Giter VIP home page Giter VIP logo

hucx's Introduction

# HUCX README

-   [Introduction]
-   [License]
-   [Requirements]
-   [Installation Instructions]
    -   [Installation(Source)]
    -   [Installation(Binary)]
    -   [Testing HUCX]

-   [Upgrade]
-   [Examples]
-   [Feature and Rollback Description]

## Introduction

HUCX is developed based on ucx and provides algorithms with independent research and development.

Based on performance considerations, HUCX **DO NOT** provide the functionalities related to transmission security.

New algorithms are used for three collective operations:

- MPI_Allreduce
- MPI_Bcast
- MPI_Barrier

New algorithms are as follows:

- Binomial tree
- Ring
- Recursive
- Topo-aware Binomial tree
- Topo-aware K-nomial tree
- Topo-aware Recursive + Binomial(intra)
- Topo-aware Recursive + K-nomial(intra)

Use environment variables to select the certain algorithm, here is the algorithm table.

Bcast:

|  UCX_BUILTIN_BCAST_ALGORITHM   | Algorithm  |
| ---- | ---- |
| 1  | Binomial tree |
| 2  | Topo-aware Binomial tree |
| 3  | Topo-aware K-nomial tree |
| 4  | Topo-aware K-nomial tree + Binomial tree(intra) |

Allreduce:

|  UCX_BUILTIN_ALLREDUCE_ALGORITHM   | Algorithm  |
|  ----  | ----  |
| 1  | Recursive |
| 2  | Topo-aware Recursive + Binomial(intra)(Node) |
| 3  | Topo-aware Recursive + Binomial(intra)(Socket) |
| 4  | Ring |
| 5  | Topo-aware Recursive + K-nomial (intra)(Node) |
| 6  | Topo-aware Recursive + K-nomial (intra)(Socket) |
| 7  | Topo-aware K-nomial(Node) |
| 8  | Topo-aware K-nomial(Socket) |

Barrier:

|  UCX_BUILTIN_BARRIER_ALGORITHM   | Algorithm  |
|  ----  | ----  |
| 1  | Recursive |
| 2  | Topo-aware Recursive + Binomial(intra)(Node) |
| 3  | Topo-aware Recursive + Binomial(intra)(Socket) |
| 4  | Topo-aware Recursive + K-nomial (intra)(Node) |
| 5  | Topo-aware Recursive + K-nomial (intra)(Socket) |
| 6  | Topo-aware K-nomial(Node) |
| 7  | Topo-aware K-nomial(Socket) |

## License

HUCX is licensed as BSD3.

## Requirements

* Operating System: 
  * CentOS 7.6  4.14.0-115.el7a.0.1.aarch64 version
* gnu:
  * gnu7
  * gnu8
  * gnu9

## Installation Instructions

### Installation (Source)

Clone HUCX from Github at the following location:
```
git clone https://github.com/kunpengcompute/hucx.git
```
By default, we usually install HUCX as follows:
```
cd  /where/to/download/ucx
./autogen.sh
./contrib/configure-opt  --prefix=/where/to/install/ucx
make -j32
make -j32 install
```
export /where/to/install/ucx/lib to LD_LIBRARY_PATH.

### Installation (Binary)

Refer to 'Installation (Binary)' in HMPI.  

### Testing HUCX

Refer to 'Testing HMPI' in HMPI.  

## Upgrade

Remove the installation directory:
```
rm -rf /where/to/install/ucx
```
Then refer to 'Installation Instructions' and install again.

## Examples

Refer to 'Testing HMPI' in HMPI.  

## Feature and Rollback Description  

The following scenarios are supported only by some algorithms:


* Scenario 1: Unbalanced PPN

Unbalanced processes per node (PPN) may occur if the PPN is not specified or a rankfile is used when mpirun is used to submit tasks.
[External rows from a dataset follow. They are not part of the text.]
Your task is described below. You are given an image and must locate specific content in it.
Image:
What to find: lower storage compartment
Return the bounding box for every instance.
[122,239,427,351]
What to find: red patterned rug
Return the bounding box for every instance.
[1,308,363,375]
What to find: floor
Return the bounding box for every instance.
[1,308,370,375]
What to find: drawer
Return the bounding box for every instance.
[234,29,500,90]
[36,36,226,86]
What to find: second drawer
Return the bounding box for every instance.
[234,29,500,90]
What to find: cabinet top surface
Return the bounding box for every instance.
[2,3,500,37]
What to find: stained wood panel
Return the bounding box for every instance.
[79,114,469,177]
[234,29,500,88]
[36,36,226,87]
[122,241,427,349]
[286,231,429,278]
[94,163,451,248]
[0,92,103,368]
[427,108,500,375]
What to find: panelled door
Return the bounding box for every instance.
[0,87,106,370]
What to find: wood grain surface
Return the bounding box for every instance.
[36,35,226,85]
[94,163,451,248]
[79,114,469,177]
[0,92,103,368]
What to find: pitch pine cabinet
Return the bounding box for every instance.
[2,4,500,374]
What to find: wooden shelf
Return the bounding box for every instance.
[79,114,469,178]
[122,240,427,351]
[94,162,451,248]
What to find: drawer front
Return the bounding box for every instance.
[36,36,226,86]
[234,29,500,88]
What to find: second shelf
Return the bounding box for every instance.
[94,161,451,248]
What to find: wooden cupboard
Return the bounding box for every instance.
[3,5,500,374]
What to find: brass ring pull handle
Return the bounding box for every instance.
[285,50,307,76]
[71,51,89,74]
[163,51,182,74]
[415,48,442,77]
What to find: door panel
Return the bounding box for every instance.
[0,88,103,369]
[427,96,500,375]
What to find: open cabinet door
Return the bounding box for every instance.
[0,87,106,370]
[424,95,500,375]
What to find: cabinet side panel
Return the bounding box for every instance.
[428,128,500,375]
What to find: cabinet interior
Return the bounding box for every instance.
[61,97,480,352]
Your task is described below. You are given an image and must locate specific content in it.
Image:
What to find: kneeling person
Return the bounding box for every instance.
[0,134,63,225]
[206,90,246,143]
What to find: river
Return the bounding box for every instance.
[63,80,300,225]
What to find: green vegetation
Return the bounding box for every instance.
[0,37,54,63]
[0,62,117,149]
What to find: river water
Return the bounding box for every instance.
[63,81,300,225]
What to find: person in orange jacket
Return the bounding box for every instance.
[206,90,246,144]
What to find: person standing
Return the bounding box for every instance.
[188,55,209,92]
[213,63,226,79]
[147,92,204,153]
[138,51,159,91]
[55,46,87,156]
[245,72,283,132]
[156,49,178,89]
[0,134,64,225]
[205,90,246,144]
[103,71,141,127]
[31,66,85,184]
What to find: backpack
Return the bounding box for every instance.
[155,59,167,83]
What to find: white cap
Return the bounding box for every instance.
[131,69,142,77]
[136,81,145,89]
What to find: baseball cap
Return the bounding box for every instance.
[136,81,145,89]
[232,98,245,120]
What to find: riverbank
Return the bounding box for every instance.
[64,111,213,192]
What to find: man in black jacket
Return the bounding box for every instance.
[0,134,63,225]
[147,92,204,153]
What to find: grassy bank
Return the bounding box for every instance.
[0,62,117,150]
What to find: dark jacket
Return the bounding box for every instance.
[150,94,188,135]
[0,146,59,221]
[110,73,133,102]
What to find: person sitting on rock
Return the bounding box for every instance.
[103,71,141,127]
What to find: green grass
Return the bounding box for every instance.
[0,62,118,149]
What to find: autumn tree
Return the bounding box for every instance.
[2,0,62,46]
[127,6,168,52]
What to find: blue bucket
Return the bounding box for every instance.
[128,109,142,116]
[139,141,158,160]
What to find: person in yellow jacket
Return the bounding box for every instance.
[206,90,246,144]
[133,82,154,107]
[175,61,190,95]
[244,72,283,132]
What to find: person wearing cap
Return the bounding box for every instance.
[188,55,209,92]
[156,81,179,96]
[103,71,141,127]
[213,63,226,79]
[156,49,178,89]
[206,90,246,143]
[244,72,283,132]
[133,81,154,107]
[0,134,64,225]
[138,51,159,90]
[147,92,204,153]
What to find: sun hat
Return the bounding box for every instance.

Node-aware algorithms related to the binomial tree (such as Bcast algorithm 2 and Allreduce algorithm 2) support unbalanced PPN. Other topo-aware algorithms do not support unbalanced process distribution among sockets or nodes
If the specified algorithm does not support unbalanced PPN, the algorithm is changed and the following information is displayed:
```
Current algorithm don't support ppn unbalance case, switch to default algorithm
```

* Scenario 2: Unbalanced Socket Processes

All socket-aware algorithms require that the number of socket processes be balanced. If a socket-aware algorithm is specified and the number of socket processes is unbalanced, the algorithm is changed to a node-aware algorithm and the following information is displayed:
```
Warning: process number in every socket must be same in socket-aware algorithm, please make sure ppn must be even and '--map-by socket' included.
Switch to corresponding node-aware algorithm already.
```

* Scenario 3: Non-Commutative Operations

The MPI standard allows users to define mathematical operations in MPI_Allreduce in addition to built-in mathematical operations such as sum (MPI_SUM) and product (MPI_PROC) provided by the MPI. User-defined operations such as matrix multiplication may be non-commutative. Allreduce algorithms 1 and 4 support these operations.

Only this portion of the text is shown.